‘Secret sauce’ for web image searches

Anyone who has ever gone looking for an image on a search engine such as Bing or Google knows how hit-and-miss such an endeavour can be.

Type in a search term like "Ferrari Formula One" and up will come lots of images of the cars, but even images that come back among the top returns can vary greatly in quality. And along with the car images will be plenty of pictures that seemingly haven't anything to do with cars at all.

That’s because searching for images or video on the internet remains a difficult challenge, reliant on people putting tags on images to identify the content, or textual elements of the page that might indicate the content of the image. So search engines don’t do much with images at all.

"One reason why the web is so compelling is that we get the gist of a web page mostly from the images," says Lorenzo Torresani, assistant professor of computer science and head of the Visual Learning Group at Dartmouth College in the United States. "We look at the title, but if we have a few pictures at the top, that's what we look at.

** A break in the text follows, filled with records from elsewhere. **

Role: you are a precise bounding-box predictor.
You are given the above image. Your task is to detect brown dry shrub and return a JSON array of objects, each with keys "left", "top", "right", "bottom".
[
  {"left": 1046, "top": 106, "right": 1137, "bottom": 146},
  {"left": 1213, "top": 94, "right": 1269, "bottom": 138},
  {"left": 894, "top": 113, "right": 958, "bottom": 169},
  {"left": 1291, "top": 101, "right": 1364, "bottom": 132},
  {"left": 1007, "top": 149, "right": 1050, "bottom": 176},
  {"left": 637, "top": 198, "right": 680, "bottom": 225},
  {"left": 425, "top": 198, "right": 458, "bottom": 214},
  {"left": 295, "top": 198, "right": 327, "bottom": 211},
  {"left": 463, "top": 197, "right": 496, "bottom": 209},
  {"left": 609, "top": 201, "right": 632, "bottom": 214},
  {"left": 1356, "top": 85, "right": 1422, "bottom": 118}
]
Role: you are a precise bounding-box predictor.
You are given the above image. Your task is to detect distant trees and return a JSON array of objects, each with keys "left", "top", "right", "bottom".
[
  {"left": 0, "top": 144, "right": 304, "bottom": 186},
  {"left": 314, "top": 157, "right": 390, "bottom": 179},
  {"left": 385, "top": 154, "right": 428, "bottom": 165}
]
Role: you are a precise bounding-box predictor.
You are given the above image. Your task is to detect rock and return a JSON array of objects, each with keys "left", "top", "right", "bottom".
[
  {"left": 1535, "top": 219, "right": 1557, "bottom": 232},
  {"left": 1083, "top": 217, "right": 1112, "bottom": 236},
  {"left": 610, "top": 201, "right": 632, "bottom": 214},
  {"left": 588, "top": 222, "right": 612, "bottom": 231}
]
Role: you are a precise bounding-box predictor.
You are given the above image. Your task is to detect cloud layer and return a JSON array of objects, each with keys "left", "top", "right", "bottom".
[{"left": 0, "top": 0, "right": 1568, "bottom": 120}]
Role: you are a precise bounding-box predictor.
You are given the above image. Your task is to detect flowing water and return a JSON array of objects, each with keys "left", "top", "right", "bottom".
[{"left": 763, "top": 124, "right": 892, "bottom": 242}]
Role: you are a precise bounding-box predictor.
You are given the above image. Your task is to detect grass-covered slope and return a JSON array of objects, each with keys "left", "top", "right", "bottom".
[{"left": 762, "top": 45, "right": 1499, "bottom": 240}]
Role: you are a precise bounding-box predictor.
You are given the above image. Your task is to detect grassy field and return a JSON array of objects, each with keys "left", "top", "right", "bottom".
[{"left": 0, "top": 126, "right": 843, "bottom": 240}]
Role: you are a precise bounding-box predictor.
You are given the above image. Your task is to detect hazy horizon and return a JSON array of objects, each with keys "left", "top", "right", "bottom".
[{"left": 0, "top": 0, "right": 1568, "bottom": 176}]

“Yet it’s remarkable that search engines do the opposite. They actually ignore, they strip away, that kind of information.”

Torresani thinks he has a better solution, which addresses one of the key problems preventing more productive searches: the fact that popular search engines base results on an analysis of the text on a page alone. Information about digital images is encoded in a different language of visual descriptors that mean little to a text-based search engine.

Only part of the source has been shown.